The shape of the graph still looks odd with this kernel. (The column for 3 threads per client is out of whack.) But the results are so consistent I don't think there's any measuring error to blame.
Also added results using BDB 4.8.30 (previous used 4.7.25) and also using a 2.6.35 kernel.
BDB 4.8 vs 4.7 seems to be worth about a 5% gain on its own. The 2.6.35 kernel gives a slight boost as well, with search rates spiking over 67600/second, and idle CPU down to 6%. At that point, slapd is consuming around 90% of the CPU. Network interrupts also consume about 6% total, or ~75% of one core.
Hm, I may have forgotten to mention these tests are being run on an HP Proliant DL585 G5 with 4 Opteron 8354 (2.2Ghz quad core) processors. The box has 64GB of RAM; the DB has 5 million entries and slapd is using around 25-26GB of memory. (Around 4KB per entry, plus ~4GB of BDB shared memory cache.)

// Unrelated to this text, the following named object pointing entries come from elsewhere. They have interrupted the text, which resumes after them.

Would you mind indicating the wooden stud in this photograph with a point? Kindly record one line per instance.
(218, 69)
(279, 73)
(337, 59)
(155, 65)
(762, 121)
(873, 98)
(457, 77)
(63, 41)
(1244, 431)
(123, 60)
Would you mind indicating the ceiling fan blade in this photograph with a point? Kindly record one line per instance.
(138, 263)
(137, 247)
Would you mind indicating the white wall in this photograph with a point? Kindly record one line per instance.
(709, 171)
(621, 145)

I re-ran the BDB 4.8 job with 29 iterations, to match a run I had done against some other directory server. (That other server took 29 iterations to satisfy the 2-consecutive-non-improving-iterations criteria, this was just to provide comparable data). That's in the "double29" results. The only thing it really demonstrates is that OpenLDAP's performance is rock-steady under load, it doesn't just peak and then deterioriate as the load gets heavier. (Which we've seen on other servers as their thread queues get overwhelmed.)

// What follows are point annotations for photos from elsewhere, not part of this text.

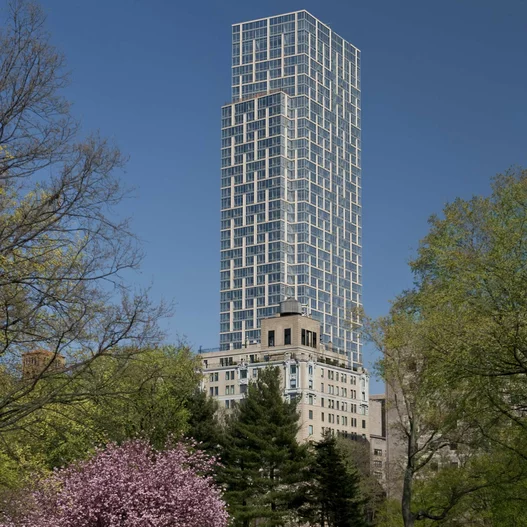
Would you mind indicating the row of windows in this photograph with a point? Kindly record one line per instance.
(342, 419)
(334, 375)
(340, 405)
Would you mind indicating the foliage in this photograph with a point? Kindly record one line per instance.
(63, 247)
(129, 485)
(203, 423)
(335, 497)
(356, 456)
(454, 353)
(264, 466)
(126, 396)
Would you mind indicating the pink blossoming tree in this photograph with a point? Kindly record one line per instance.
(129, 485)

Also for comparison I've done a run against OpenDS 2.3.0 build 3, using Sun JRE 1.6. I'm very impressed with OpenDS's results; I configured the jvm with 32GB of heap and it only used 17GB but returned very good performance. Aside from allocating a few GB for the BDB cache it's basically in stock tune. (Also with access logging disabled for these runs.) I didn't try yet with entry caching enabled; in previous runs I had poor experience with entry caching. I guess I should ask on the OpenDS forums for further tuning advice.
http://highlandsun.com/hyc/slamd/squeeze/double29/ http://highlandsun.com/hyc/slamd/squeeze/opends2.3.0/
There's a lot to be said for being able to achieve good performance without needing to fret over configuring individual caches. It makes a stronger case for back-mdb, to my mind.